Whatever you do, don’t move to Belgium. Its chocolates may be unsurpassed, its boutique breweries may be consummate but its laws are downright barbaric. I allude to this speck of a country’s recent decision to legalise euthanasia for terminally ill children of any age. You heard right. Child euthanasia. Any age.
Adult euthanasia became legal in Belgium in 2002 and neighbouring Holland has allowed child euthanasia, with a minimum age of 12 years, for some time now. Sounds a lot like a gradient with a slick and shifty surface.
But how would I know what it’s like? How can I judge when I’ve never been in the agonising situation of mothering a terminally ill child?
Launceston parents Rebecca and Kyron Fogarty know that their son Leo would have been a prime candidate, were they living in Belgium. From the age of 14 months, Leo has undergone radiation treatment and chemotherapy in an attempt to obliterate the cancerous tumour in his tummy. Any semblance of normalcy was upended for this family, and stints in Melbourne for treatment were part of the bumpy road.
Nine and a half months ago, three-year-old Leo was sent home to die. The oncologist’s diagnosis was that, due to the type and location of Leo’s tumour, he would die a slow and very painful death.
“It was a horrifying prospect,” Rebecca told me last week, “but it was also wrong. Only weeks later Leo was perfectly well and not on any medication at all. Only an MRI reveals the tumour is still present, but it isn’t behaving like the experts thought it would and isn’t making Leo sick. It’s not impacting Leo’s life now at all.”
I asked Rebecca whether a child euthanasia law like that available in Belgium would have impacted the decisions they made in Leo’s treatment.
“I am so glad the option of euthanasia wasn’t available to us because the pressure to protect Leo from additional pain and suffering would have been enormous. We were also exhausted and terrified, desperate and grieving,” she said.
Belgian nurse Sonja Develter, who has cared for some 200 children in the final stages of their lives since 1992, said she opposed the law. “In my experience as a nurse, I never had a child asking to end their life,” Ms Develter told Reuters before the vote. Requests for euthanasia frequently came from parents, she added.
Clearly it’s not only the children who are vulnerable in such situations.
“Traumatised parents will do pretty much whatever the oncologist and nurses suggest or imply and with a general fear of suffering, the current hospital bed shortages and no hope, it would be very easy for parents to talk their child into something like this and think they were doing the right thing,” Rebecca shared with me.
Rebecca and Kyron have a robust faith in God that has been their rudder through what has seemed like a dark and impenetrable storm. It means they would have been protected from making such a decision. The Bible states clearly that “we are not our own” (1 Corinthians 6:19-20) and that God will help us through all suffering (Romans 5:3-5, Matthew 11:28, 1 Corinthians 10:13).

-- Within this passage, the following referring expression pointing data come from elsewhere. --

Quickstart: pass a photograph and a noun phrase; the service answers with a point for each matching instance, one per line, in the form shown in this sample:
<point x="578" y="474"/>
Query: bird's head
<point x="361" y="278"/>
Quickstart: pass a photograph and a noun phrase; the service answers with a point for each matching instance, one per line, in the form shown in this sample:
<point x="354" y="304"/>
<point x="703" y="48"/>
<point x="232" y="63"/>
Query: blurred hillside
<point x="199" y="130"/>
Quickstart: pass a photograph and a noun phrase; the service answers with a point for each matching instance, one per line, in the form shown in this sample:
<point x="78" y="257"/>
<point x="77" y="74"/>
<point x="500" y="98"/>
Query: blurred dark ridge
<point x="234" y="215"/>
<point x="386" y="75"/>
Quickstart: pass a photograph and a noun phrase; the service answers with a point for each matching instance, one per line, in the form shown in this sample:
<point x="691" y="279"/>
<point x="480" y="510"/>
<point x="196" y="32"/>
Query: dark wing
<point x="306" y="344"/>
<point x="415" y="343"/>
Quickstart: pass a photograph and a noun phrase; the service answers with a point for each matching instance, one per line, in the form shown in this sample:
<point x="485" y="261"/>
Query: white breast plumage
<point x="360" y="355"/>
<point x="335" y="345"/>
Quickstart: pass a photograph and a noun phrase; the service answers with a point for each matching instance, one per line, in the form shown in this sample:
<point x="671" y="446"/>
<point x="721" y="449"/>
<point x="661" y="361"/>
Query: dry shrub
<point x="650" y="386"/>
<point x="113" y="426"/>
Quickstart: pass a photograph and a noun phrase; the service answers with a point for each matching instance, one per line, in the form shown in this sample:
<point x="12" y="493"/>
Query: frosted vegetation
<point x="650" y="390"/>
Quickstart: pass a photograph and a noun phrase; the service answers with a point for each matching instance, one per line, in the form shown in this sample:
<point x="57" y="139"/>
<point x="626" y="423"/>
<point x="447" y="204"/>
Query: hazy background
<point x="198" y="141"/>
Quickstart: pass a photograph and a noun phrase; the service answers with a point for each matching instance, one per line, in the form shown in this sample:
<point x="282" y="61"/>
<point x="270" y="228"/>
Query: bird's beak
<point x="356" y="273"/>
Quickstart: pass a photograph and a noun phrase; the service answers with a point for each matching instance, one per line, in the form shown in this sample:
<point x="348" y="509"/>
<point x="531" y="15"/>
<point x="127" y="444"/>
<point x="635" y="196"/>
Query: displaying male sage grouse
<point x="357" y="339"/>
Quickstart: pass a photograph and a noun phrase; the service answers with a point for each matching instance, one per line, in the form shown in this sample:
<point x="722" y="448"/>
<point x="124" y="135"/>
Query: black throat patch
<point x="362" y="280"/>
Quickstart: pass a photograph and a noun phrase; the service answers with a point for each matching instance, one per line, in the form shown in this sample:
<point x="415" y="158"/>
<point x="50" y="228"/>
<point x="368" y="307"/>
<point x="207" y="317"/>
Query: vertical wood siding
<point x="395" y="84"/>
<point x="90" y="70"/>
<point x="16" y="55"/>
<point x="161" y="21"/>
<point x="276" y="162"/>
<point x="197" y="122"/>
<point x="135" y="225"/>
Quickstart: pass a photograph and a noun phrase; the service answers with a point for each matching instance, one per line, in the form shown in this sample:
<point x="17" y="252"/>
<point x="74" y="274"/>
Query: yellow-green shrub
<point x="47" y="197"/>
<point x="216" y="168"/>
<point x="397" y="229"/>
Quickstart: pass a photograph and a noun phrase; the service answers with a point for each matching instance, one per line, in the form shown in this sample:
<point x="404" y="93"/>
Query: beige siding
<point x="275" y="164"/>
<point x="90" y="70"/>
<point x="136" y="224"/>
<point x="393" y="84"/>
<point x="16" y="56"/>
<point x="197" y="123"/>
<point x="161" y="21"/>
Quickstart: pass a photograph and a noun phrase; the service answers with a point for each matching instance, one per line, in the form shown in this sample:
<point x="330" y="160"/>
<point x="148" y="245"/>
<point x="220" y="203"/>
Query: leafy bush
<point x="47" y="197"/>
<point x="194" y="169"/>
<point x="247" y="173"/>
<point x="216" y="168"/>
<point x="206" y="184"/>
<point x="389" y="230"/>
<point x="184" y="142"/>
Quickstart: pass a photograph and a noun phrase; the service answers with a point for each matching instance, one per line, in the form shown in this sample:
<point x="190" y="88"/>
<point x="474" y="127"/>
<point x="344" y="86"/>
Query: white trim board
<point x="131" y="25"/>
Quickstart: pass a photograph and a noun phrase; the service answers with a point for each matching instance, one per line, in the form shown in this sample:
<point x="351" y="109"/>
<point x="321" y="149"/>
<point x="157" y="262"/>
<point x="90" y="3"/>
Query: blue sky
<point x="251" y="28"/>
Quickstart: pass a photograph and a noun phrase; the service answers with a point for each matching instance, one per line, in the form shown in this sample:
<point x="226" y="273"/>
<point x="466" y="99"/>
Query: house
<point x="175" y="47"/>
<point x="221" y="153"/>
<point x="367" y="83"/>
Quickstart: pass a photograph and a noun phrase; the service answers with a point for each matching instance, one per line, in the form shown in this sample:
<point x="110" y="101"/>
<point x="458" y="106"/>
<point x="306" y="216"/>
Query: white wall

The Fogartys are living proof. Living, breathing, fooling-around-like-all-three-year-olds-do proof that medicine is sometimes wrong and God is always bigger.
“I feel sick to think that Leo might have missed out on all the joys of the past nine months because of fear that turned out to be baseless,” Leo’s strong mummy shared.
“We don’t know what is going to happen in the future but we know that even the most dismal predictions and terrible odds can be wrong.”